Fraud has always been a significant problem for businesses, and the move to ecommerce has only opened up new avenues for criminals to exploit. This can be incredibly expensive. It’s estimated that every dollar of fraud costs retailers $2.94, as it requires time, effort and lost productivity to fix.
Fraud isn't going away, but installing excessive security measures without truly understanding the threat could hurt you in a different way. Security hurdles present a barrier to making purchases, with 42% of millennials saying they would make more online transactions if there weren’t so many to overcome.
So, what’s the answer? Well, one of the best options is to simply be aware of the varieties of fraud that are out there and be prepared to prevent them wherever possible. Here are four of the most common that you should be aware of.
1. Basic fraud/identity theft
One of the most common forms of ecommerce fraud - comprising around 71% of all attacks - is simply criminals using stolen or copied details to purchase items using somebody else’s bank account. This is responsible for a huge cost to banks and businesses. The US alone saw $16.8 billion lost through fraud in 2017, while the UK lost £671.4 million (around $844.3 million.)

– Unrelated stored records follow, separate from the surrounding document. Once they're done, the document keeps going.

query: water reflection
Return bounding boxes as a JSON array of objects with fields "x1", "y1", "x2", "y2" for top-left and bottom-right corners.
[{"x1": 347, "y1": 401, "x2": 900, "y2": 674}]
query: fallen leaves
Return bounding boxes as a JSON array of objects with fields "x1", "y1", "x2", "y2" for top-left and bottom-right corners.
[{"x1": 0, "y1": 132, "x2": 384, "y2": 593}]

One of the best ways to manage this kind of fraud in an ecommerce setting is to check each transaction for a change in address. If a customer has always ordered their items to an address in California, but suddenly changes to one in Pennsylvania, that could be a sign of fraud. However, it gives you a chance to double check the purchase is legitimate.
2. Friendly fraud/chargebacks
This might sound nice, but it’s not good for ecommerce businesses. This refers to fraud in which a product is purchased from you, but is then refunded without the product being returned, usually by fraudsters going directly through their bank or credit card provider for a refund (known as a chargeback) rather than contacting the business they bought from. It’s thought that as many as 86% of all chargebacks are cases of this tactic of friendly fraud.

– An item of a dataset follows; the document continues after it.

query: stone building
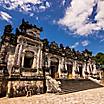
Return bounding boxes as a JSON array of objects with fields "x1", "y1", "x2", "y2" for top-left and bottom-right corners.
[{"x1": 0, "y1": 20, "x2": 96, "y2": 96}]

This practice increased by 41% between 2015 and 2017, and it’s thought that once someone has successfully filed a chargeback they’re nine times more likely to file another one. Prevention can be difficult, but the more records you keep - and provide to your customers - for each transaction, the easier it will be to dispute any chargebacks that occur.
3. Triangulation fraud
This refers to cases in which a fraudster sets up an online storefront offering high-demand goods for low prices, and when unsuspecting customers make a purchase the cybercriminal buys and ships the goods from a legitimate ecommerce business using stolen accounts or credit card details.
This is an especially significant challenge for larger ecommerce merchants, who saw cases of stolen credit card details rise from 20% of all fraud cases in 2017 to 39% in 2018. It requires a lot of effort to manage, as there are extra layers between you and the fraudster behind the crime.
4. Affiliate fraud
Many ecommerce businesses use affiliate marketing programs, whereby another website advertises your products in exchange for a commission on every item sold to a user who entered your site through an ad. However, some fraudsters can artificially inflate their stats to earn large commissions without actually providing you with any extra business.
Although this type of fraud is only thought to occur in 2% of affiliate marketing transactions, it can be incredibly costly. It’s thought to have been responsible for $6.5 billion in losses around the world in 2017. Because it’s largely automated it can be very hard to detect, but one method of prevention is to carefully check any affiliate marketing contracts for possible loopholes that could allow fraud.